Introduction
Louvain helped us explore the fraud network. But for formal community assignment, we need algorithms that are deterministic, explainable, and give us precise control.
Two algorithms
This lesson covers two foundational algorithms:
-
Degree Centrality — Counts connections
-
Weakly Connected Components (WCC) — Finds connected groups
We’ll practice on the Movies graph first, then apply what we learn to fraud detection.
What You’ll Learn
By the end of this lesson, you’ll be able to:
-
Calculate degree centrality with different orientations and weights
-
Explain the Union-Find algorithm underlying WCC
-
Configure WCC with thresholds, seeding, and performance optimizations
-
Choose between Louvain and WCC based on your requirements
Part 1: Degree Centrality
Degree centrality counts how many relationships a node has.
By default, it counts outgoing relationships. A node with 5 outgoing connections has degree 5.

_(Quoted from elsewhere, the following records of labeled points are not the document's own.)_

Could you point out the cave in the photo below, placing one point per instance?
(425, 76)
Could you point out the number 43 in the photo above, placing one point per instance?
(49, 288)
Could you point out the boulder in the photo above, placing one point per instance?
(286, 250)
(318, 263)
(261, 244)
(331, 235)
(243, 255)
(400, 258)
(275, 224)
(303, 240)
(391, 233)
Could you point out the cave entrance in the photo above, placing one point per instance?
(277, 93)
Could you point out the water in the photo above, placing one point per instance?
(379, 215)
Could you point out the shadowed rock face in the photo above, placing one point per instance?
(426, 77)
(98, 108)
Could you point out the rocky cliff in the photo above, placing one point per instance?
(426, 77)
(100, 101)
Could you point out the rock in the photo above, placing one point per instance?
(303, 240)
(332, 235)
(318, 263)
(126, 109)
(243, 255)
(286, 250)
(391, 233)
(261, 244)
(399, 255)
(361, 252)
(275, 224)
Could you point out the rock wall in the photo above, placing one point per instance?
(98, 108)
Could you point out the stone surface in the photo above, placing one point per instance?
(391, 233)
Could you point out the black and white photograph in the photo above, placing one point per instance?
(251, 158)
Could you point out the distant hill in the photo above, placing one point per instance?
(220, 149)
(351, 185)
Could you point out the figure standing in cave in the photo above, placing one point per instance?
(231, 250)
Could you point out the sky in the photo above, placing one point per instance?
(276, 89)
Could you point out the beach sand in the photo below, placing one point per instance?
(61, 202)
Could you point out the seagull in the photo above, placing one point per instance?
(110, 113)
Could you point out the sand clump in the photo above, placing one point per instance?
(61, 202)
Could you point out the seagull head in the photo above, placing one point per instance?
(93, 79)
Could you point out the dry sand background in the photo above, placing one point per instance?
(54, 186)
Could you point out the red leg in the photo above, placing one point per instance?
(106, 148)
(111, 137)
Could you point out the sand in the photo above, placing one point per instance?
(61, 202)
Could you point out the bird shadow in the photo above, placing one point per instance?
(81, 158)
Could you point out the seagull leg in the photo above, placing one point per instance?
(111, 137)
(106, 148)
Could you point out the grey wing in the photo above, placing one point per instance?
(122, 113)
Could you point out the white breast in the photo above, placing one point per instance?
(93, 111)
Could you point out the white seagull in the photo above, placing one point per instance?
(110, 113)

This is the simplest centrality measure—no iteration, no convergence, just counting. But simple doesn’t mean useless.
Project Movies and Actors
Let’s practice degree centrality on the Movies dataset:
MATCH (source:Actor)-[r:ACTED_IN]->(target:Movie)
RETURN gds.graph.project(
'actors-movies',
source,
target
)This creates a bipartite graph: Actor nodes connected to Movie nodes. We’ll use this to explore degree centrality before applying it to fraud.
Run Degree Centrality
Count how many movies each actor has appeared in:
CALL gds.degree.stream('actors-movies', {}) // (1)
YIELD nodeId, score
WITH gds.util.asNode(nodeId) AS node, score // (2)
WHERE node:Actor
RETURN node.name AS actor, score AS movieCount
ORDER BY movieCount DESC
LIMIT 15-
Streams degree results without writing to the database — useful for exploration before committing
-
gds.util.asNode()converts internal GDS node IDs back to actual graph nodes so we can access properties likename
Examine results
This query should return a table that looks something like this:
| actor | movieCount |
|---|---|
Gérard Depardieu |
125 |
Eric Roberts |
120 |
John Wayne |
116 |
Christopher Lee |
115 |
John Carradine |
112 |
Samuel L. Jackson |
103 |
Michael Caine |
101 |
Nicolas Cage |
100 |
Bruce Willis |
99 |
Robert De Niro |
97 |
… |
… |
This shows the most prolific actors. The degree score equals the number of movies they’ve appeared in.
Orientation Options
You can control in which direction the algorithm should run using orientation:
| Orientation | Counts | Use Case |
|---|---|---|
|
Outgoing relationships |
How many movies has this actor been in? |
|
Incoming relationships |
How many actors are in this movie? |
|
Forward and back |
Both of the above at once |
Counting Incoming Relationships
Use REVERSE to count incoming relationships—how many actors are in each movie:
CALL gds.degree.stream('actors-movies', {
orientation: 'REVERSE' // (1)
})
YIELD nodeId, score
WITH gds.util.asNode(nodeId) AS node, score
WHERE node:Movie // (2)
RETURN node.title AS movie, score AS castSize
ORDER BY castSize DESC
LIMIT 15-
REVERSEcounts incoming relationships instead of outgoing — for the Actor→Movie projection, this counts how many actors point to each movie -
Filters to Movie nodes only since Actor nodes will have a reverse degree of 0
Note here that the movies in the underlying dataset have a max cast number of 10.
Write Degree to Nodes
Write degree values back to the database for later use:
CALL gds.degree.write('actors-movies', {
writeProperty: 'movieCount'
})
YIELD nodePropertiesWritten
RETURN nodePropertiesWrittenVerify the Written Property
Check that the degree property was written:
MATCH (a:Actor)
WHERE a.movieCount IS NOT NULL
RETURN a.name AS actor, a.movieCount AS numMovies
ORDER BY numMovies DESC
LIMIT 10Clean Up Actors-Movies Projection
CALL gds.graph.drop('actors-movies')Part 2: Weakly Connected Components
Weakly Connected Components groups nodes by connectivity.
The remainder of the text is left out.